For me, the beginning of the year came and went with good intentions, but little action. Coming off a European honeymoon, diving head first into two months of hectic business projects and travel, I had my resolutions but hadn’t been able to set a routine.
I won’t lie, it’s been a bit discouraging watching the world confront their fitness resolutions head on while I’ve worked with unpredictable and cramped hotel gyms, and tried to navigate the muddied waters of restaurant menus and craft service tables. Albeit, I can’t complain TOO much. My day job kicks ass! #wearevml
Come February 22nd, it’s time for an attitude check. The first of the year is like any other “Monday”. You don’t need a specific date or a particular day to make a change and start something new. Life happens! The only thing we can control is how we react. Has 2016 started off on a less than fitness focused or balanced start? Yes. Does it determine my success for the rest of the year? Hell no.
Start where you are and make your plan to move forward. For me, that means manageable, short term goals to be tackled 30-days at a time. I focus on one or two things so that I be realistic in what I can accomplish with my schedule at any given time. Whatever your goals are, you have to write them down. There’s something about putting pen to paper that establishes accountability and sets determination.
Establish 3 Things:
1) Your action plan, or how your goals will come to fruition. BE SPECIFIC.
2) What you’re willing to sacrifice in order to prioritize your goal.
3) How you’ll measure success.
Personally, the next 30 days are all about nutrition. Resetting my body, my cravings and consumption habits.
1) Action Plan
- Writing out EVERY meal and breaking down each carb, protein and fat source
- Preparing a clear and efficient grocery list
- Grocery shopping on Sunday and Wednesday (is anyone else weird about left overs?)
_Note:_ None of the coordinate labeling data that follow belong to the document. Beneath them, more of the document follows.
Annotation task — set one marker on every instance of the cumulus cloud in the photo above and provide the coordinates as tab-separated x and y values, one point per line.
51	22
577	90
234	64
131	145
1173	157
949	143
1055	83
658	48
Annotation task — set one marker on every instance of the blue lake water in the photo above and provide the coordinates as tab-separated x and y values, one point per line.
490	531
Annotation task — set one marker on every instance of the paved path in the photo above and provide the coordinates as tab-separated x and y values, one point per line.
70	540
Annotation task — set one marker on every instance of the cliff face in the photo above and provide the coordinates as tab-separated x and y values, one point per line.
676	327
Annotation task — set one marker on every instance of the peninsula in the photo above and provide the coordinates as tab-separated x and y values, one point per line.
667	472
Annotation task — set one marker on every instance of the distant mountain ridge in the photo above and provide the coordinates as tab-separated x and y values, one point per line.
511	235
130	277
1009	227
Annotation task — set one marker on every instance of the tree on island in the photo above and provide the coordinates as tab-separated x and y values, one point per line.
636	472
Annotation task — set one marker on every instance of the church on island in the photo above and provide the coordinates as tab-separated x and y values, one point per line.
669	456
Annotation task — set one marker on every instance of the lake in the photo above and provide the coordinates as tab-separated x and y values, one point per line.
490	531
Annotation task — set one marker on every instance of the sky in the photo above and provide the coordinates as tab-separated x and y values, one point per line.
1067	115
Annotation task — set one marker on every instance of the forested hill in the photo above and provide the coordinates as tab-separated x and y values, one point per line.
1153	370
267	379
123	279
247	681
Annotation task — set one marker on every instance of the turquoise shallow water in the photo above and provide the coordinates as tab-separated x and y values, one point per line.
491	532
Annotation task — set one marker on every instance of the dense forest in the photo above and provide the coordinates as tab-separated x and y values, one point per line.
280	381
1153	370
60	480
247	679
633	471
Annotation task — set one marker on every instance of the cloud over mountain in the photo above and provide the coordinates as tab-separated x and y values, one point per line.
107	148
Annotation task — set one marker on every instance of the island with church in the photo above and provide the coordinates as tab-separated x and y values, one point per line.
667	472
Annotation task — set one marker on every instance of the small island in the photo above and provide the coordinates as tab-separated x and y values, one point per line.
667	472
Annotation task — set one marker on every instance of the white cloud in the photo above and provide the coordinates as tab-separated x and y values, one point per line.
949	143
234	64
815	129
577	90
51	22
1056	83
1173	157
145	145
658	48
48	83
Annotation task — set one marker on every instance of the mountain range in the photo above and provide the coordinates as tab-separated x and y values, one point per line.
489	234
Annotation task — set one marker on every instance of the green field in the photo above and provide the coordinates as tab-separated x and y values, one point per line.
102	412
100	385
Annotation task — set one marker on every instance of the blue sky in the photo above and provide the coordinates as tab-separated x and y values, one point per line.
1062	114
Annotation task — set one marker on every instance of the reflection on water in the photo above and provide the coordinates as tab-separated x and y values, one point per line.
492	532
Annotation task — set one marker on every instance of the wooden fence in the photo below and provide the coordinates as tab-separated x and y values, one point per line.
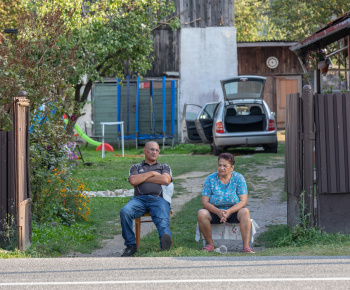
317	142
7	182
15	202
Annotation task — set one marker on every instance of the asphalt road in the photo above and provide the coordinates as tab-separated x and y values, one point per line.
177	273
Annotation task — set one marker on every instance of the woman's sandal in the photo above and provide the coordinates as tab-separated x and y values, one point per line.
208	248
248	250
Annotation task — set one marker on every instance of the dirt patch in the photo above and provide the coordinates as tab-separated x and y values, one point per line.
128	155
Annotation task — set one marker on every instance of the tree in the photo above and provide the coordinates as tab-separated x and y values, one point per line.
9	13
298	19
252	22
107	35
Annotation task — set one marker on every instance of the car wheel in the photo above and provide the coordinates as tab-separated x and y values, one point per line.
216	150
272	149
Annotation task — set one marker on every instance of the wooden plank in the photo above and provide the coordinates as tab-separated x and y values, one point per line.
335	213
321	148
341	152
11	174
347	137
208	16
3	177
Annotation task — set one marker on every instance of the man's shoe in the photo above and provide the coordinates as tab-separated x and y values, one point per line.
165	242
129	251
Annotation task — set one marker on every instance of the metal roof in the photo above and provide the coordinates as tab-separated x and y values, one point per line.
333	31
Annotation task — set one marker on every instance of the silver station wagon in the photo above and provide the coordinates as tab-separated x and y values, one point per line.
243	119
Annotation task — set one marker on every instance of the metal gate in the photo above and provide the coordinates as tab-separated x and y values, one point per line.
317	140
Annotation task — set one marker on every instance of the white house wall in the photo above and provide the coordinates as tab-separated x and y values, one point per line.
207	55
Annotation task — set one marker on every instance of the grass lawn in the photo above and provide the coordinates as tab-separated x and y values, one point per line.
111	173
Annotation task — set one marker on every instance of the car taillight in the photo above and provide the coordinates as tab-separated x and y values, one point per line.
219	128
272	126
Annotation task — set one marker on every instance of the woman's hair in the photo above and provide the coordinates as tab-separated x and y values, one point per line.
227	156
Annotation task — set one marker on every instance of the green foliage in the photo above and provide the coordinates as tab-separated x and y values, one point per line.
252	22
55	239
106	37
9	13
8	233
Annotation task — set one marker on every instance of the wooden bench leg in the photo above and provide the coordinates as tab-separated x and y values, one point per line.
138	231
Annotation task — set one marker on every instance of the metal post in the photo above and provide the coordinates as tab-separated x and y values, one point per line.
309	138
164	102
137	109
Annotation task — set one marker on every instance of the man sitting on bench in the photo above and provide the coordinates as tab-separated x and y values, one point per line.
224	198
147	179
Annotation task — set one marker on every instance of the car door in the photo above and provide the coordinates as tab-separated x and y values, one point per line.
189	130
204	122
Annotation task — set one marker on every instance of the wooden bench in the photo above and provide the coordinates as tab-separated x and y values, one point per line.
138	222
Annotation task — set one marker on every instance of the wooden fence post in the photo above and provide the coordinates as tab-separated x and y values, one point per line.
22	181
309	138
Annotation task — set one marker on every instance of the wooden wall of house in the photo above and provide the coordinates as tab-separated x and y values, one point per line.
192	14
252	61
205	13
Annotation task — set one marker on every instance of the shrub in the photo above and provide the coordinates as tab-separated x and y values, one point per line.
61	199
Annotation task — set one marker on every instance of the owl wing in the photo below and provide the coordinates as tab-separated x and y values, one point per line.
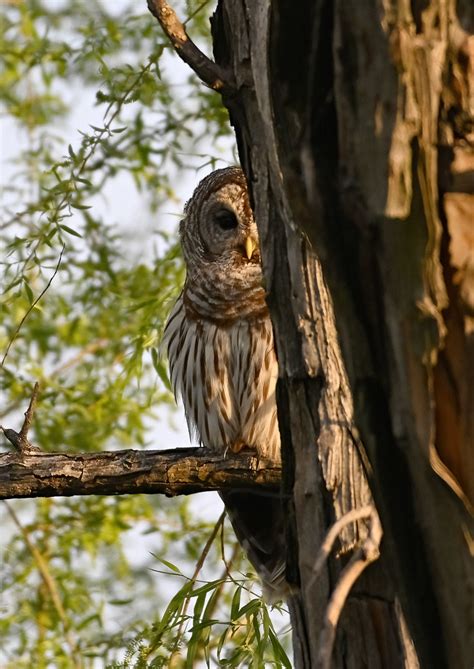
259	526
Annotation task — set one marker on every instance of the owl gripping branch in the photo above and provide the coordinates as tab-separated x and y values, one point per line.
207	70
30	472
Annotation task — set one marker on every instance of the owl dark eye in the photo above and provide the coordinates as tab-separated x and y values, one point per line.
226	219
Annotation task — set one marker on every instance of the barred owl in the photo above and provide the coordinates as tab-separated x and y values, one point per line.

- Meal prepping on Sunday and Wednesday night
- Pre-packing meals for easy access breakfasts, and workday meals and snacks
- I’m willing to sacrifice two hours of Sunday and one hour on Wednesday to dedicated meal prep. That means leaving work on time, dealing with rush hour at Whole Foods and spending less time lounging on the couch or out with friends during these designated hours.
- I’m willing to sacrifice going out to lunch or dinner during the week.
- I’m willing to deal with the “schlep.” You know what I’m talking about, when you look like a total bag lady carrying a work bag, a gym bag AND the meals-to-go bag. It’s not cute, but it’s fine.
3) Success Defined
In each week (personally) there are approximately 28 meal opportunities. I will feel successful if I prepare and consume 21 of them. That accounts for a few weekend brunches or dinners out and the occasional “oh shit” moment during the week where I just didn’t have myself together.
Easy? Not really. Do-able? Totally. While its smart to set long term goals, it’s equally beneficial (and more rewarding) to view those goals through a short term lens. You’re more likely to stay motivated and less likely to get discouraged. There are few things more refreshing than the sense of accomplishment.
If all goes accordingly to plan, this goal becomes a sustainable habit leaving me the bandwidth to tackle something else.